Pavol Ďurica

Personal information
- Full name: Pavol Ďurica
- Date of birth: 17 May 1983 (age 42)
- Place of birth: Czechoslovakia
- Height: 1.80 m (5 ft 11 in)
- Position: Midfielder

Senior career*
- Years: Team / Apps / (Gls)
- ?–2001: DAC Dunajská Streda
- 2001: Bardejov
- 2001–2002: DAC Dunajská Streda / 1 / (0)
- 2002–2003: MŠO Štúrovo
- 2004–2007: DAC Dunajská Streda / 51 / (7)
- 2007–2009: Artmedia Petržalka
- 2008: →FC Fehérvár (loan) / 4 / (0)
- 2009–2010: MFK Petržalka / 24 / (2)
- 2010–2012: DAC Dunajská Streda / 25 / (0)
- 2012–2013: SC Ritzing
- 2013–2014: DSC Orechova Poton
- 2014–2016: Rapid Ohrady
- 2016–2018: SK Vydrany

= Pavol Ďurica =

Slovak footballer

Pavol Ďurica (born 17 May 1983) is a former Slovak footballer who played as a midfielder.
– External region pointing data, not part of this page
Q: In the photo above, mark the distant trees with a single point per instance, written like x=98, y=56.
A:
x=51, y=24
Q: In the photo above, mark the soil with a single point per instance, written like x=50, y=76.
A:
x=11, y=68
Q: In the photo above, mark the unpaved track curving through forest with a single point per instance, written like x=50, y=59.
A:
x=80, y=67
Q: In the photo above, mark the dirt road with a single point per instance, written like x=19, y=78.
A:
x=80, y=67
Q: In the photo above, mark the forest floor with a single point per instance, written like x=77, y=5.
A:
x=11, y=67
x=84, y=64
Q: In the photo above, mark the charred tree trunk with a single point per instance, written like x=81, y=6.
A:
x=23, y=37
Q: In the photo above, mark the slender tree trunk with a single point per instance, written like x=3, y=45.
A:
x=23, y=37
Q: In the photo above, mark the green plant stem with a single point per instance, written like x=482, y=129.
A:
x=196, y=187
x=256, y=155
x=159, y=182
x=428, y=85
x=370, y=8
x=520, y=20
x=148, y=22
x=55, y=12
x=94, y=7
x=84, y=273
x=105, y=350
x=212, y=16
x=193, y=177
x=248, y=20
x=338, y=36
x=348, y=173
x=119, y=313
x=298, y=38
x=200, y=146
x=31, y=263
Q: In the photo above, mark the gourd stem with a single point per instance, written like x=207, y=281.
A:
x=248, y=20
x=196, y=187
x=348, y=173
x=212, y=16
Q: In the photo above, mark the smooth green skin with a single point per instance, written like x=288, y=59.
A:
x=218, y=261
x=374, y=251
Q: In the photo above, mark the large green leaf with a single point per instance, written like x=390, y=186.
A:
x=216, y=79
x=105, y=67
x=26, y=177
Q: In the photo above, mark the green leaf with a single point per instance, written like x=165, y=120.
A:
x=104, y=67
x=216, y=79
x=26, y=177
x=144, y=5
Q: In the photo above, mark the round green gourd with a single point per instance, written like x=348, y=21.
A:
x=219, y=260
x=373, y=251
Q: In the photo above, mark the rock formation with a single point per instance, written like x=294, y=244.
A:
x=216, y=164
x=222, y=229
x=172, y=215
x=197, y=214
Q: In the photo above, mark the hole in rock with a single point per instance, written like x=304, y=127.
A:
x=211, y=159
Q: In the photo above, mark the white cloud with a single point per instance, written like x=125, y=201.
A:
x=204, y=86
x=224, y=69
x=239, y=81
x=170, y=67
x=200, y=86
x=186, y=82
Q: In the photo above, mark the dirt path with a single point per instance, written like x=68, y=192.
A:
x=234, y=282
In early 2008, he joined the Hungarian team FC Fehérvár on loan from Artmedia Bratislava, where he played only four games, but during this short period he scored a remarkable own goal against Debreceni VSC in the Hungarian Cup quarter-final on 27 March 2008. The match was heading towards extra time, when Debrecen was awarded a penalty in the last minute, which was saved by the goalkeeper of FC Fehérvár, but the ball bounced back to the penalty spot and the arriving Ďurica, desperately wanting to clear to the stands, hammered it into his own goal clipping the post. The video of the own goal immediately became a major hit on the internet, producing millions of downloads within only a few days. A few days after this match, Ďurica was released from FC Fehérvár because he failed to show up for a match with the reserves.

He is the brother of Slovak international Ján Ďurica.